The Republican signed controversial Senate Bill 215 on Thursday (22 April), otherwise known as the Montana Religious Freedom Restoration Act (RFRA), into law. The bill would enable service providers and individuals to freely deny certain goods and aid to LGBT+ people.
The legislation also requires state officials to show a “compelling governmental interest” to “interfere with a person’s religious beliefs”.
A spokesperson for Gianforte’s office said in a media release that the governor signed SB 215 into law to “protect the freedom of people of all faiths to exercise their sincerely held religious beliefs”, the Montana Standard reported.
“Montana joins 21 other states with RFRA laws, where it has historically been used to allow Native American children to wear braids in school, Sikhs to wear turbans in the military and Christian employers to refuse to cover abortions under their health insurance policies,” the spokesperson added.
However, activists say the new law would allow for discrimination against LGBT+ people and other groups across a wide range of goods and services. Shawn Reagor, director of equality and economic justice with the Montana Human Rights Network, told the Associated Press that the law will effectively weaponise religion to attack others.

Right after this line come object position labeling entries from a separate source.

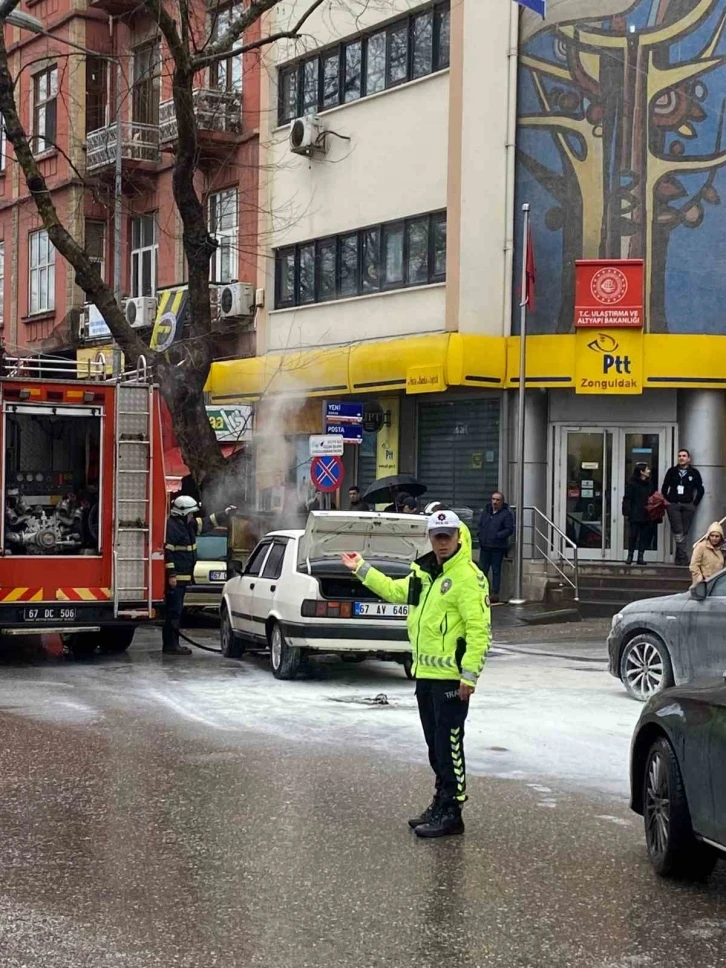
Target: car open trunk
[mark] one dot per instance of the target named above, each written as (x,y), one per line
(389,542)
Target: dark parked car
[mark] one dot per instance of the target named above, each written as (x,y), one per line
(658,642)
(678,780)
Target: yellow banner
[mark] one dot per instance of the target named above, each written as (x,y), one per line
(609,361)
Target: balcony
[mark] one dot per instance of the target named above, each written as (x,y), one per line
(218,113)
(139,146)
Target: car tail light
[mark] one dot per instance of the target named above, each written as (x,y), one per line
(316,609)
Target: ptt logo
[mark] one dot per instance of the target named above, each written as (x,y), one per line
(606,345)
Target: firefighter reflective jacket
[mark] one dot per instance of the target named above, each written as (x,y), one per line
(449,619)
(180,549)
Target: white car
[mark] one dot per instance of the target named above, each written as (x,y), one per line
(295,596)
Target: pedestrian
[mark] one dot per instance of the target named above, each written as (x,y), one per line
(708,556)
(180,553)
(449,628)
(354,499)
(635,508)
(496,527)
(683,489)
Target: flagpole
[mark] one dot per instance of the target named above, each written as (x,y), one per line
(519,522)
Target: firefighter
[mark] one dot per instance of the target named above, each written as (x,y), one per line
(180,552)
(449,628)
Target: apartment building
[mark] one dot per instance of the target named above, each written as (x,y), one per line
(75,106)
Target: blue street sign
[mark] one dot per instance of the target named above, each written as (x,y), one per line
(326,473)
(345,412)
(352,433)
(539,6)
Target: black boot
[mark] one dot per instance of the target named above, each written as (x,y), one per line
(446,822)
(426,816)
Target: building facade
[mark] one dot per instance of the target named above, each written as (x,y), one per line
(75,106)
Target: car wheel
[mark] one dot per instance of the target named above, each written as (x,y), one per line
(672,849)
(116,640)
(230,644)
(284,660)
(645,667)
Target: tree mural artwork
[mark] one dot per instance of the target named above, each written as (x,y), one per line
(621,125)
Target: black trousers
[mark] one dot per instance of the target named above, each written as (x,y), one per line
(442,716)
(174,601)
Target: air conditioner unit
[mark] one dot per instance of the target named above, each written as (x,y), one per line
(236,300)
(307,135)
(140,311)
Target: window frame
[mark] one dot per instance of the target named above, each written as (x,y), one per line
(296,105)
(45,141)
(289,255)
(37,270)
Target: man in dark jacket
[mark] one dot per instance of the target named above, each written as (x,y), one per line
(683,489)
(183,526)
(495,529)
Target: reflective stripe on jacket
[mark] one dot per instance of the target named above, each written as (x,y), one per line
(450,626)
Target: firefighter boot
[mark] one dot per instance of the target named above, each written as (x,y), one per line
(446,822)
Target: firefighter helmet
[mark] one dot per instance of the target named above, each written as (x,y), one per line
(183,505)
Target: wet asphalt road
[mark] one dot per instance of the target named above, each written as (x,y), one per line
(138,830)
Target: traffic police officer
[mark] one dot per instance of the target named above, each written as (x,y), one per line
(449,625)
(180,552)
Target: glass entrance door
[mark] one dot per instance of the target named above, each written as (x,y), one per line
(593,466)
(585,498)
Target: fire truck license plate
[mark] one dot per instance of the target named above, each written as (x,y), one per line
(50,613)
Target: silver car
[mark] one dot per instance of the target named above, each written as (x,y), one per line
(660,642)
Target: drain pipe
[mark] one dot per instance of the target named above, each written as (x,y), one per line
(511,160)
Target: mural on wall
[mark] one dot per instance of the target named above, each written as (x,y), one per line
(622,154)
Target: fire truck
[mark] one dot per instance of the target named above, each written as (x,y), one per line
(83,503)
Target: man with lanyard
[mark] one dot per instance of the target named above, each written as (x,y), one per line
(449,629)
(180,553)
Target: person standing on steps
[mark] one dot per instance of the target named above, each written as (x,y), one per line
(635,508)
(708,555)
(496,527)
(449,626)
(183,526)
(683,489)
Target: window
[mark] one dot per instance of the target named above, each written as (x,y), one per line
(257,559)
(225,75)
(409,48)
(223,225)
(144,255)
(408,252)
(42,272)
(96,244)
(273,565)
(145,102)
(96,101)
(45,94)
(2,282)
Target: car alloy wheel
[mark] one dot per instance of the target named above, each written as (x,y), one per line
(657,805)
(645,667)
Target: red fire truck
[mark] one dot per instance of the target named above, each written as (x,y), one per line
(83,503)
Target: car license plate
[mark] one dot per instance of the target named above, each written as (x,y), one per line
(50,613)
(380,610)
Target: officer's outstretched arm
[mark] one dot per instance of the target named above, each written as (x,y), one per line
(473,603)
(391,589)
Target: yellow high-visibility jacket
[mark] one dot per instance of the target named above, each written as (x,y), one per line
(449,619)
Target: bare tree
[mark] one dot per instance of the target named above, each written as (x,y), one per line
(181,370)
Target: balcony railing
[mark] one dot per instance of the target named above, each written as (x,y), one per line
(139,142)
(219,111)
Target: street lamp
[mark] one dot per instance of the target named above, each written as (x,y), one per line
(18,18)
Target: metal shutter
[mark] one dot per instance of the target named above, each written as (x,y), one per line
(458,453)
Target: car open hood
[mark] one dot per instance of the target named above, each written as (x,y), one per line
(397,537)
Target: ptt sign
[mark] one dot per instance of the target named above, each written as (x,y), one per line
(610,362)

“This [law] allows individuals to turn the shield of religious freedom we all hold dear into a weapon to attack LGBTQ and Indigenous Montanans,” Reagor said. “It goes against the live-and-let-live values we hold as a state, recent court rulings and the ordinances of five Montana cities and counties.”
The Human Rights Campaign (HRC) said in a statement that Montana’s new law “represents the fourth anti-LGBTQ and second RFRA bill sent to a governor’s desk this session”. Alphonso David, president of the HRC, decried the bill, saying it will have a “significant impact on vulnerable communities” in Montana – “including people of faith, women and LGBTQ people”.
“Let me be clear: religious liberty and equality are not mutually exclusive, and Montanas will not stand by as governor Gianforte and fearful legislators seek to actively discriminate against the LGBTQ population,” David said.
This type of legislation is not new. In 2015, the then-governor of Indiana Mike Pence signed into law one version of the RFRA to allow Indiana businesses and individuals to cite their religious freedom as a legal defence, which can be used to discriminate against the LGBT+ community based on religion.
The ACLU has warned that it is seeing “individuals and institutions claiming a right to discriminate – by refusing to provide services to women and LGBT people – based on religious objections”.
It said this discrimination could take many forms including “religiously affiliated schools firing women because they become pregnant while not married” or “bridal salons, photo studios, and reception halls closing their doors to same-sex couples planning their weddings”.